Paketdigital.com – BOGOR – Sejumlah guru besar lalu praktisi hukum mendesak pemerintah mencabut Peraturan Menteri Lingkungan Hidup (Permen LH) No 7/2014 tentang Kerugian Lingkungan Hidup Akibat Pencemaran Dan/Atau Kerusakan Lingkungan Hidup . Peraturan yang dimaksud rawan menjadi bancakan untuk pendapatan negara tidak pajak ( PNBP ).
Guru Besar Sektor Perekonomian Kehutanan lalu Lingkungan, Fakultas Kehutanan IPB Sudarsono Soedomo menekankan, kepedulian terhadap lingkungan tak dan juga merta mengorbankan kepentingan lain, termasuk ekonomi. Sejumlah persoalan disebutkannya menjadi latar belakang desakan dicabutnya Permen LH No / 2014.
Mulai dari metode penghitungan kerugian lingkungan yang digunakan menggelembung lantaran elemen yang mana terhitung dua kali, bahkan bisa saja 3 kali hingga pengaplikasian Permen LH No 7/2014 sebagai penghitung kerugian negara di persoalan hukum hukum.
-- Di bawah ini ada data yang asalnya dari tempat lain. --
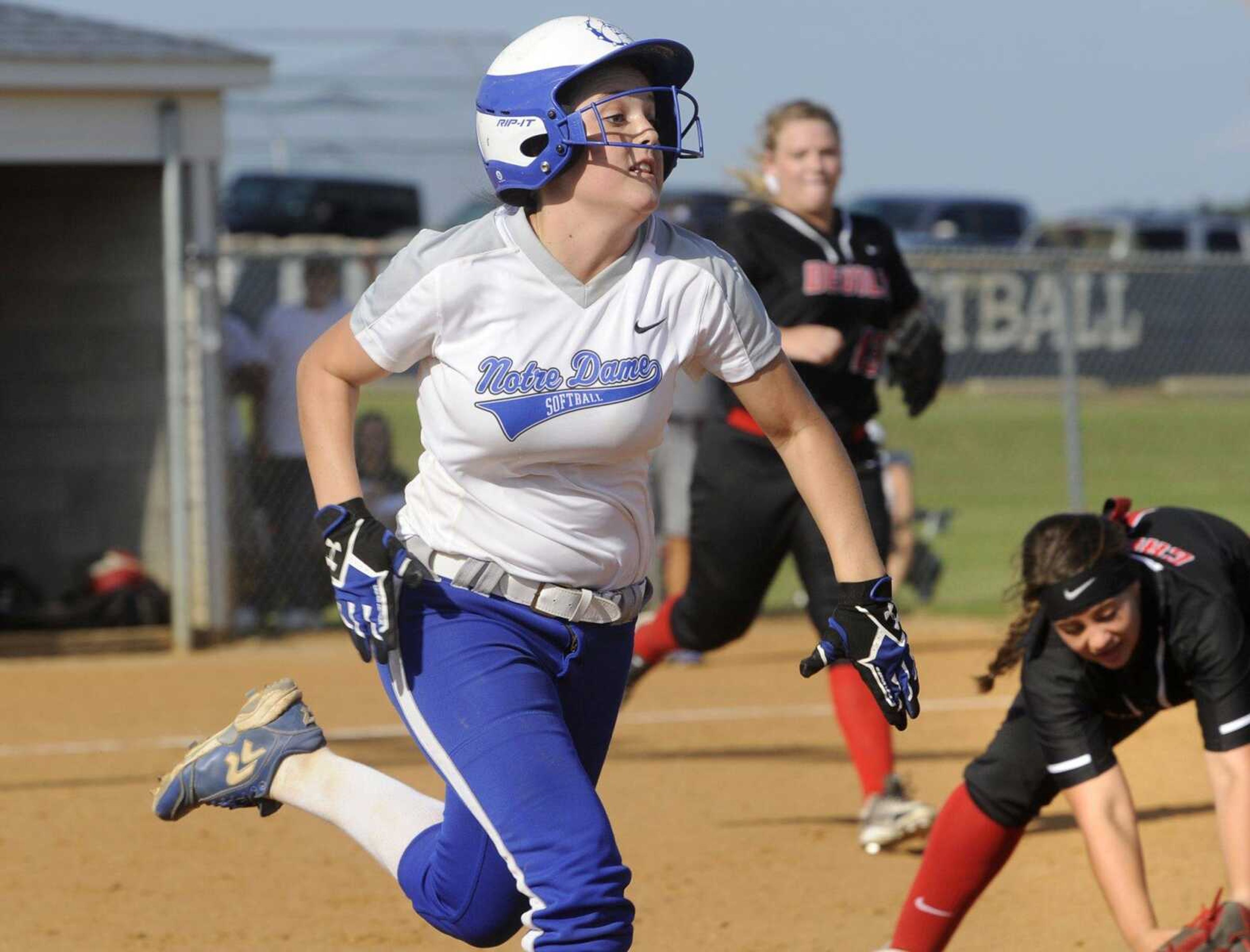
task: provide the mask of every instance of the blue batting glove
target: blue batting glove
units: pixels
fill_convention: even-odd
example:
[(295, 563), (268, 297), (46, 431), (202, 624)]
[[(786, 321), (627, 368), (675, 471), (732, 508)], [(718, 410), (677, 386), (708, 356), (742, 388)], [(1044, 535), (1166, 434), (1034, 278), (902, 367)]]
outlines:
[(418, 585), (425, 570), (404, 543), (365, 508), (360, 497), (318, 510), (339, 616), (361, 661), (386, 662), (399, 646), (399, 586)]
[(890, 576), (866, 582), (840, 582), (829, 633), (799, 662), (799, 673), (811, 677), (840, 658), (855, 665), (881, 713), (898, 730), (920, 716), (920, 677), (911, 658), (908, 633), (891, 600)]

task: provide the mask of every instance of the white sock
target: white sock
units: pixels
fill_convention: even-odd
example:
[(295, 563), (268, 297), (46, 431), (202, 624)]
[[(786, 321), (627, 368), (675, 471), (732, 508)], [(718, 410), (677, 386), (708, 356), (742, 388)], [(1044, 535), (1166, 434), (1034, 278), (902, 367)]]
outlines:
[(442, 821), (441, 800), (340, 757), (329, 747), (282, 761), (269, 796), (334, 823), (391, 876), (398, 875), (400, 857), (412, 838)]

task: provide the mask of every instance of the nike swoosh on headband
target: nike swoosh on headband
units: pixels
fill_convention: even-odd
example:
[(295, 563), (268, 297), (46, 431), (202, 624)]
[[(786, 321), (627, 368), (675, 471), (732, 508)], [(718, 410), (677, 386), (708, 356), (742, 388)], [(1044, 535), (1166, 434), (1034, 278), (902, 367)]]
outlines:
[(1068, 598), (1068, 601), (1072, 601), (1072, 598), (1079, 597), (1081, 592), (1084, 592), (1086, 588), (1089, 588), (1096, 581), (1098, 581), (1098, 577), (1094, 577), (1094, 578), (1088, 580), (1084, 585), (1078, 585), (1075, 588), (1064, 588), (1064, 597)]

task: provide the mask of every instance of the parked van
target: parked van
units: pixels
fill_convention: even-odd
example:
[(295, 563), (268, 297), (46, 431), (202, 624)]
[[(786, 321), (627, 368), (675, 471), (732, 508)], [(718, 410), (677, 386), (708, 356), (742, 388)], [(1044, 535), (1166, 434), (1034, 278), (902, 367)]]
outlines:
[(864, 195), (849, 207), (885, 221), (904, 250), (1014, 247), (1031, 220), (1024, 201), (984, 195), (879, 192)]
[(318, 175), (245, 174), (226, 190), (228, 231), (384, 237), (421, 226), (415, 185)]
[(1250, 259), (1250, 219), (1185, 212), (1102, 212), (1046, 221), (1030, 230), (1026, 249), (1101, 251), (1111, 257), (1138, 252), (1240, 255)]

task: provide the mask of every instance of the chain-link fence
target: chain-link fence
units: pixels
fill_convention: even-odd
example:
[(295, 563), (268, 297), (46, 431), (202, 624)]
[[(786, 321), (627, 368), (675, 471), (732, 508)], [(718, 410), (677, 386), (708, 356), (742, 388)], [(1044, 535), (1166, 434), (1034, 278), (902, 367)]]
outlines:
[[(220, 460), (201, 471), (224, 474), (228, 487), (219, 518), (206, 507), (192, 520), (196, 545), (204, 546), (198, 625), (334, 623), (309, 518), (314, 503), (299, 442), (295, 364), (400, 246), (235, 236), (214, 256), (192, 260), (201, 301), (191, 319), (200, 330), (191, 335), (201, 351), (196, 359), (211, 359), (202, 366), (219, 369), (225, 395), (216, 425), (211, 409), (199, 407), (200, 451)], [(1055, 440), (1052, 456), (1066, 455), (1068, 495), (1076, 502), (1078, 380), (1095, 389), (1160, 391), (1200, 391), (1212, 382), (1236, 387), (1239, 375), (1250, 381), (1250, 262), (1244, 260), (969, 251), (911, 254), (909, 262), (945, 329), (948, 380), (962, 385), (962, 400), (1028, 392), (1068, 401), (1064, 442), (1048, 439)], [(210, 390), (192, 387), (192, 420), (196, 399)], [(394, 521), (420, 454), (409, 375), (364, 390), (356, 451), (370, 507)], [(214, 560), (212, 551), (222, 557)]]

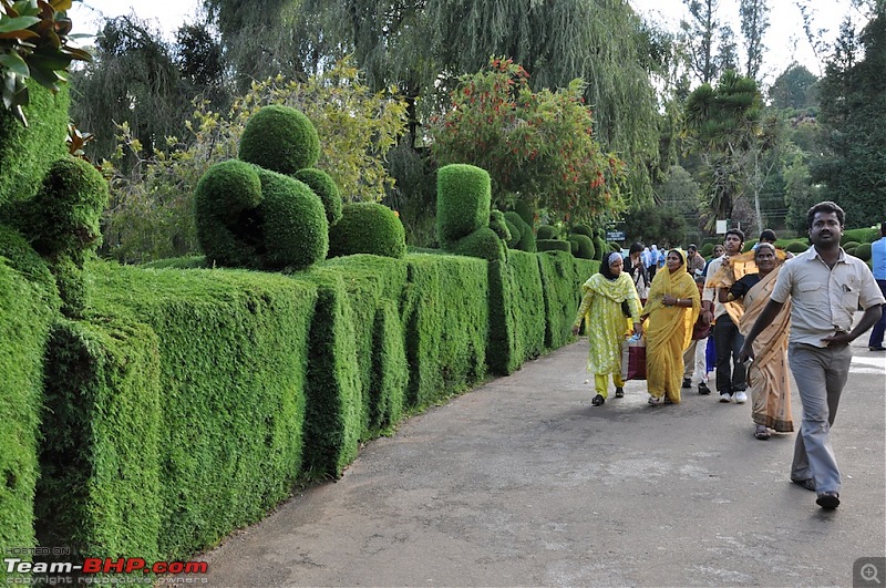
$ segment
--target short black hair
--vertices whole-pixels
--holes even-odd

Parahnya lagi, denda yang digunakan diperoleh negara melalui putusan pengadilan tak lantas dikembalikan untuk pemulihan lingkungan yang tersebut rusak.
“Kerugian itu dianggap sebagai penerimaan negara bukanlah pajak. Bayangkan, PNBP, artinya jikalau kita ingin PNBP tinggi maka kerusakan negara harus tinggi, apa begitu, itukan salah logika,” kata Sudarsono untuk wartawan dalam sela-sela diskusi bertajuk Menghitung Kerugia Lingkungan Dengan Permen LH No 7/204, Tepatkah? pada Kampus IPB, Dramaga, Bogor, hari terakhir pekan (13/12/2024).
“Kerugian lingkungan itu, oke kita hitung, terus kemudian berapa kerugiannya? Uang harus dikembalikan lagi pada lingkungan. Bukan PNPB. Dikembalikan lagi ke lingkungan. Itu yang dimaksud tidak ada terjadi,” tegasnya.
Dia mengupayakan Pemerintahan Prabowo dapat merevisi Permen LH No 7/2014. Bahkan mendesak pemerintah segera menyusun peraturan baru guna menggantikan Permen LH No 7/2014 dengan melibatkan akademisi pada foum-forum akademik untuk menjamin kebenaran prosedur serta metode penghitungan yang digunakan digunakan.
Dengan demikian nilai kerugian lingkungan dapat dipertanggungjawabkan serta memberi rasa keadilan bagi masyarakat. “Sebelum ada peraturan baru tentang penghitungan kerugian lingkungan yang digunakan secara akademis ilmiah dapat dipertanggungjawabkan, maka demi menjaga nama baik institusi, keterlibatan akademisi pada penghitungan kerugian lingkungan sebaiknya sangat dibatasi atau dihentikan sebanding sekali,” tandasnya.
Guru Besar Sektor Ekonomi, SDA dan juga Lingkungan, FEM IPB Akhmad Fauzi berpendapat dalam Indonesia ganti kerusakan kehancuran lingkungan menjadi PNBP. Sementara di tempat luar negeri seperti Amerika sebagian besar dikembalikan ke alam tidak jadi pendapatan negara. “Selain itu di dalam Amerika perhitungan kerugian negara juga harus didiskusikan secara panel,” ucapnya.
Di lokasi yang tersebut sama, pakar hukum kehutanan Universitas Al Azhar Sadino miliki argumen yang digunakan sebanding perihal regulasi Permen LH No 7/2014 sebagai malapraktik. Menurutnya, setidaknya sudah ada ada 42 perusahaan menjadi korban perkara lingkungan menggunakan Permen LH No 7/2014 dengan nilai total kerugian yang mana dihitung Rp29 triliun.
“Ada 42 perusahaan jadi korban perkara lingkungan. Salah satu contohnya PT CA yang mana dipaksa membayar denda miliaran rupiah, tapi tak pernah ada pemulihan. Kenapa permen jadi PNBP? Perhitungan sebenarnya sulit tapi putusannya gampang banget,” tuturnya.
Menurutnya, mengherankan jikalau pengusaha perusahaan diberi izin tapi lahan tak sanggup dieksploitasi. Dirinya turut mengkritisi perihal isu lingkungan disangkutpautkan ke ranah korupsi. “”Kerugian lingkungan bukanlah kerugian negara jadi seharusnya dikembalikan ke lingkungan,” tuturnya.